The Secret Life of Evie Hamilton - Catherine Alliott [93]
I parked in the little cobbled yard at the back. Good: just Malcolm's car. Changing my wellies for a pair of old flip-flops on the back seat, I got out and hurried round to the front. Quietly opening the shop door, I glanced through the archway to my left… but no. No one there. No sign of Poo-Face. In fact, the whole shop was empty and still in semidarkness, save for Malcolm, who was behind the counter at his computer, glasses perched on nose. Cinders was lying at his feet. He peered over his specs as I came in. Beamed.
‘Darling! You're up bright and early. What a treat.’
‘Malcolm.’ I shut the door and hastened towards him urgently. ‘Malcolm, have you heard of Bella Edgeworth?’
‘Yes, of course I have.’ He took his glasses off. ‘She writes those lovely Victorian romance books. All crinolines and petticoats. Why?’
‘Lovely? You think they're lovely? I thought they were more sort of… throwaway and trashy.’
‘Well, they're not highbrow or literary, if that's what you mean. But they're certainly very charming. And very accessible.’
Oh God. Like her probably. ‘Sexy?’
‘No-o,’ he said slowly. ‘Not really. I mean, a hint, but it's always dot dot dot and shut the bedroom door. No throbbing members, if that's what you mean. I've got some here. Why?’ He got up and went to the shelves to peruse.
‘Because she's the sodding ex-girlfriend, Malc. The one with the child!’
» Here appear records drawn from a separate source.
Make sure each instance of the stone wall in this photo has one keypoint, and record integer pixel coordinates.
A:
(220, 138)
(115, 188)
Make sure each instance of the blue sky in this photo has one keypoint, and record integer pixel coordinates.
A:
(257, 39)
‘Oh!’ He turned in astonishment, stared at me. Alarmingly, his eyes began to shine. ‘Oh, how thrilling' Oh, Evie, d'you think she'd do an event for us? A reading? She's awfully popular.’
‘Malcolm!’
‘No, no, sorry. Silly me,’ he said quickly. He snatched a couple of books from the shelves and hurried back with them. ‘But you must admit, quite exciting. And so much better than a Doreen, don't you think?’
‘From whose point of view?’
‘Well—’
‘You mean, if one's fiancé is going to shag another woman and have a lovechild, much better that she's beautiful and famous?’
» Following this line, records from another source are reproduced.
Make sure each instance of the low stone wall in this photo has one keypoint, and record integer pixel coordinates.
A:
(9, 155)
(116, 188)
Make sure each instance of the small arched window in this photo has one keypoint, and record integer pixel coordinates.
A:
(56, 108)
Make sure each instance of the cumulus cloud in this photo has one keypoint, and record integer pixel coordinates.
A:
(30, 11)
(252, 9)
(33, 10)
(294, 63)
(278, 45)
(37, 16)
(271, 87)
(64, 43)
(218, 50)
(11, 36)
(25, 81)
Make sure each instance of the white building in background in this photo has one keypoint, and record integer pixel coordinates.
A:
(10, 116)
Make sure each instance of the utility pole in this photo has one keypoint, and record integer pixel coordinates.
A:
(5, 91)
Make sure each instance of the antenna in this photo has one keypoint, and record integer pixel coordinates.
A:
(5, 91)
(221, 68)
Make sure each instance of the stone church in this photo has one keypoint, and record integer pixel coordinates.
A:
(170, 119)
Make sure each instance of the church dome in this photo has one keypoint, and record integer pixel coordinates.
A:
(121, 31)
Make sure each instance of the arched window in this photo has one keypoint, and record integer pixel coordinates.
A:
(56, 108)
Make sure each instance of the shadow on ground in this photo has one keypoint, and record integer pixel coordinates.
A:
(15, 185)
Malcolm shifted his weight onto one leg and scratched his chin thoughtfully. ‘Ye-s. Yes, I think that's exactly what I mean,’ he declared defiantly, deliberately ignoring my sarcasm. ‘The daughter's bound to be a chip off the old block – great genes, especially with Ant as the father. How much better than traipsing a couple of dogs round the Bodleian?’
‘Oh, yes, marvellous. Perhaps they should have some more? I could give guided tours to any number of tall, blonde brain boxes. Recreate the Aryan race!’
‘Now don't be like that, petal. As I said the other day— Oh!’ He broke off as he flipped open the back cover of one of the books. A young woman of quite astonishing beauty was revealed. Her hair was long and blonde, her eyes doe-shaped and limpid, her cheekbones high, her lips full; her bosom too, what one could tantalizingly see of it in the bottom left-hand corner. It had clearly taken Malcolm's breath away, and he was of the other persuasion. Mine too. We stared at it together.
‘Right, that's it,’ I whispered, when I could tear my eyes away. ‘I'm off to Magdalen Bridge. I'll be the one on the riverbed with stones in my wellingtons.’
‘It's probably a good picture,’ he soothed, snapping the book shut. ‘Vaseline on the lens, lots of retouching.’ He was looking inside the other one now. ‘Oh God…’
‘Let me see!’ I lunged.
‘No, no.’ He held it up high, out of my reach.
‘Even better?’ I breathed.
‘Well…’
I jumped and snatched it from him. Flipped it open.